One great fear Mrs. Gaunt had entertained before marriage ceased to haunt her. Now and then her quick eye saw Griffith writhe at the great influence her director had with her; but he never spoke out to offend her, and she, like a good wife, saw, smiled, and adroitly, tenderly soothed: and this was nothing compared to what she had feared.
Griffith saw his wife admired by other men, yet never chid nor chafed. The merit of this belonged in a high degree to herself. The fact is, that Kate Peyton, even before marriage, was not a coquette at heart, though her conduct might easily bear that construction; and she was now an experienced matron, and knew how to be as charming as ever, yet check or parry all approaches to gallantry on the part of her admirers. Then Griffith observed how delicate and prudent his lovely wife was, without ostentatious prudery; and his heart was at peace.
He was the happier of the two, for he looked up to his wife, as well as loved her; whereas she was troubled at times with a sense of superiority to her husband. She was amiable enough, and wise enough, to try and shut her eyes to it; and often succeeded, but not always.
Upon the whole, they were a contented couple; though the lady's dreamy eyes seemed still to be exploring earth and sky in search of something they had not yet found, even in wedded life.
They lived at Hernshaw. A letter had been found among Mr. Charlton's papers explaining his will. He counted on their marrying, and begged them to live at the castle.
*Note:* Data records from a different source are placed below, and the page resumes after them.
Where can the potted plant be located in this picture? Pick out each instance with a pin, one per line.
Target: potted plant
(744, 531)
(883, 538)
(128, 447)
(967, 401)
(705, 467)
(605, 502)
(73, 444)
He had left it on his wife's death; it reminded him too keenly of happier days; but, as he drew near his end, and must leave all earthly things, he remembered the old house with tenderness, and put out his dying hand to save it from falling into decay.
Unfortunately, considerable repairs were needed; and, as Kate's property was tied up so tight, Griffith's two thousand pounds went in repairing the house, lawn, park palings, and walled gardens; went, every penny, and left the bridge over the lake still in a battered, rotten, and, in a word, picturesque condition.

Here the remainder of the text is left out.